張清揚點點頭,他剛才那話看似是玩笑,其實也是半真半假試探秦朝勇。見他挺放得開,就說道:“偶然間發現了一些問題,本以為是小事,可是問題真的不小!讓我很為難!”
秦朝勇聽到張清揚的話後表情一怔,皺著眉頭道:“什麼問題?”
張清揚沒有說話,而是把兩本筆記交給秦朝勇,說道:“這是從基層傳上來的。”
秦朝勇戴上眼睛,緩緩看了起來,剛開了幾頁,他的表情就憤怒起來,雙目圓睜,抬頭嚴肅地看向張清揚。張清揚沒說話,他又接著看了下去。

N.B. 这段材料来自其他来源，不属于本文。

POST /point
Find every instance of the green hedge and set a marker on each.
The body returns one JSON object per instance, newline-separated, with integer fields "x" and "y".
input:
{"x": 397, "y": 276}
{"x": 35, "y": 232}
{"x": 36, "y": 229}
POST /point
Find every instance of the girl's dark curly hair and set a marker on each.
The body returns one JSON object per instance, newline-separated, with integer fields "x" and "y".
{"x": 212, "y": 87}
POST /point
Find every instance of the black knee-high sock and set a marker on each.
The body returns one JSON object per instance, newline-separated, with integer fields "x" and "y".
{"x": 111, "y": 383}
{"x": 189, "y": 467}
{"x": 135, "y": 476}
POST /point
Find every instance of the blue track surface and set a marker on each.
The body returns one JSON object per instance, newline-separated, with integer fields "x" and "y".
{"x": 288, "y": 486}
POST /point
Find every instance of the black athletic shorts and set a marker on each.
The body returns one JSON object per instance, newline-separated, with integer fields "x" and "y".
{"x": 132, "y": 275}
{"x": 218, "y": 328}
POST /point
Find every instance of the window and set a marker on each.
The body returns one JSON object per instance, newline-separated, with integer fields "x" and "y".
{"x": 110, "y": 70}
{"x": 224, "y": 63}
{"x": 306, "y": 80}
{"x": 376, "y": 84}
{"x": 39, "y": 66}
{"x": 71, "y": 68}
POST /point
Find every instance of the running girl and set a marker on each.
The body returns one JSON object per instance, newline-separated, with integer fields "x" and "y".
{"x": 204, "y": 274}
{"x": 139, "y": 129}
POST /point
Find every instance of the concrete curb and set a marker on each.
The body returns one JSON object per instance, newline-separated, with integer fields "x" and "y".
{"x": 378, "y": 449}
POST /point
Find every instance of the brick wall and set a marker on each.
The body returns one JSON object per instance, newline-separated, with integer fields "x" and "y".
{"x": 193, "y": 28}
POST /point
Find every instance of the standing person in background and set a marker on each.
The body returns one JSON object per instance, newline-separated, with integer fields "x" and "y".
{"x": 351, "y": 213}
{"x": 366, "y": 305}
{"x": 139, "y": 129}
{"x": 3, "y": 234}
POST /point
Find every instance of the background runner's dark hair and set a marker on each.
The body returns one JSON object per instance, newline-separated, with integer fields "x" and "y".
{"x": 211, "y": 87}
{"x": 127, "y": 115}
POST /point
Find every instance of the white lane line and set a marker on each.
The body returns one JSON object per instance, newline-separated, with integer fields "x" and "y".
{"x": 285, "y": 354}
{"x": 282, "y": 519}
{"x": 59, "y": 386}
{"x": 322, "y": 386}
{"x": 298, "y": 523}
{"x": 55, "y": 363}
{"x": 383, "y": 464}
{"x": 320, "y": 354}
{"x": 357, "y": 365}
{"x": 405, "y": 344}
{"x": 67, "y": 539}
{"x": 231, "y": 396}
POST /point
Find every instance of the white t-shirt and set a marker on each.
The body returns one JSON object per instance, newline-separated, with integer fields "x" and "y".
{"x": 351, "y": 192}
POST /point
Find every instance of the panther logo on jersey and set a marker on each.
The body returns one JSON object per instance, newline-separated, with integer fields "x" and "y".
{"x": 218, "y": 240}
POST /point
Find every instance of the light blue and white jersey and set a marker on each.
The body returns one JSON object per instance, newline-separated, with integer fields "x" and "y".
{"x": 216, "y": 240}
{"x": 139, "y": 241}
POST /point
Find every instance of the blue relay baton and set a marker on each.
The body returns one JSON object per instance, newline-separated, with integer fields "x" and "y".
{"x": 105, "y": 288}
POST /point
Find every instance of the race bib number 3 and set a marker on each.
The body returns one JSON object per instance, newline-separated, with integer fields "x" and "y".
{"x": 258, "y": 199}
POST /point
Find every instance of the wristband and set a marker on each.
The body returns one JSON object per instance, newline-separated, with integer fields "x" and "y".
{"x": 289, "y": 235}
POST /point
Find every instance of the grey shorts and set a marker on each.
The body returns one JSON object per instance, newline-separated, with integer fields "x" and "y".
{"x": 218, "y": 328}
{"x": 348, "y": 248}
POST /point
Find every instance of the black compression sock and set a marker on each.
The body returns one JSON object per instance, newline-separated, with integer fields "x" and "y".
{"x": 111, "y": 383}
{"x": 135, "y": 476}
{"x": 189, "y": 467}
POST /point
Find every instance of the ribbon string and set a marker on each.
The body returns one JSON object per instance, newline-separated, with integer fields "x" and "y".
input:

秦朝勇並沒有完全看完,就已經暴跳如雷地把本子扔到了茶幾上,拍著腦門道:“荒謬,真是荒謬!”
張清揚遞給他一支煙,秦朝勇接到手裡點燃,沉思了一會兒,冷靜下來之後問道:“張部長,這件事您想怎麼辦?”
“我不想插手了,現在的雙林省是多事之秋,多一事不如少一事,所以我才找你啊!”
秦朝勇點點頭,說道:“如果不是現在被發現,幾年之後就是毒瘤啊!”
張清揚沒有接他的話,而是笑道:“秦省長,我相信你。”
秦朝勇一怔,隨後釋然地笑了,張清揚把這東西交給他之後不管不問,這種大度讓他感覺心中一暖。他已經完全明白了張清揚的意思,也沒有再問什麼。
這時候,秦朝勇沒想到張清揚又掏出了幾張紙,見他遞過來說道:“這件事更加棘手,實名舉報,還有證據,基本可以認定是事實!”
秦朝勇好奇地把紙打開,看了之後目瞪口呆,心說張清揚到底從哪搞到這些東西的,如果之前的耕地欺騙案還可以接受的話,這件事就無法接受了!這幾張紙是兩人女人的口述,訴說著她們被縣長陳濤強奸、或者性騷擾的始末。在信的末尾,她們還直接指名道姓的說出了另外幾個被陳濤玩弄過的女人。實名舉報,她們的身份、職業、姓名,全都寫在了上麵。
“這……”秦朝勇的手抖了抖,歎息道:“陳濤的作風問題,我過去知道一些,還以為是空穴來風,沒想到……”
“說來也巧了,那天舞會,正是這個叫秋紅的女人陪我跳舞,你應該記得她的,她那天唱了好幾首歌。”
“有點印象,還真是巧了!”秦朝勇把這幾張紙放在那兩本筆記上麵,說道:“我會找她們調查情況的。”
張清揚也不多言,起身道:“秦省長,真是不好意思了,把麻煩事都留給你,我明天就拍拍屁股走人了!”
“這是張部長對我們雙林省的信任,說來慚愧啊!”
秦朝勇送張清揚出門,兩人沒有多談什麼,隻是握手的時候稍微用了下力。
張清揚走回房間一瞧,門外站著一位濃妝豔抹的性感女人,穿著深v的白色波西米亞長裙,胸襟很低,露著酥胸和鎖骨,把整個人顯得更加高挑了。女人抹了很濃的香水,遠遠就聞到了香味。她背對著張清揚,聽見腳步聲,緩緩扭回頭,正是歌舞團的秋紅。
張清揚見她如此打扮,就是一愣,問道:“你怎麼又來了?”
“我……”秋紅見張清揚看到自己不高興,慌得不知道說什麼,臉色一紅,胸部的起伏更大了。
“進來說話吧。”張清揚皺了下眉頭。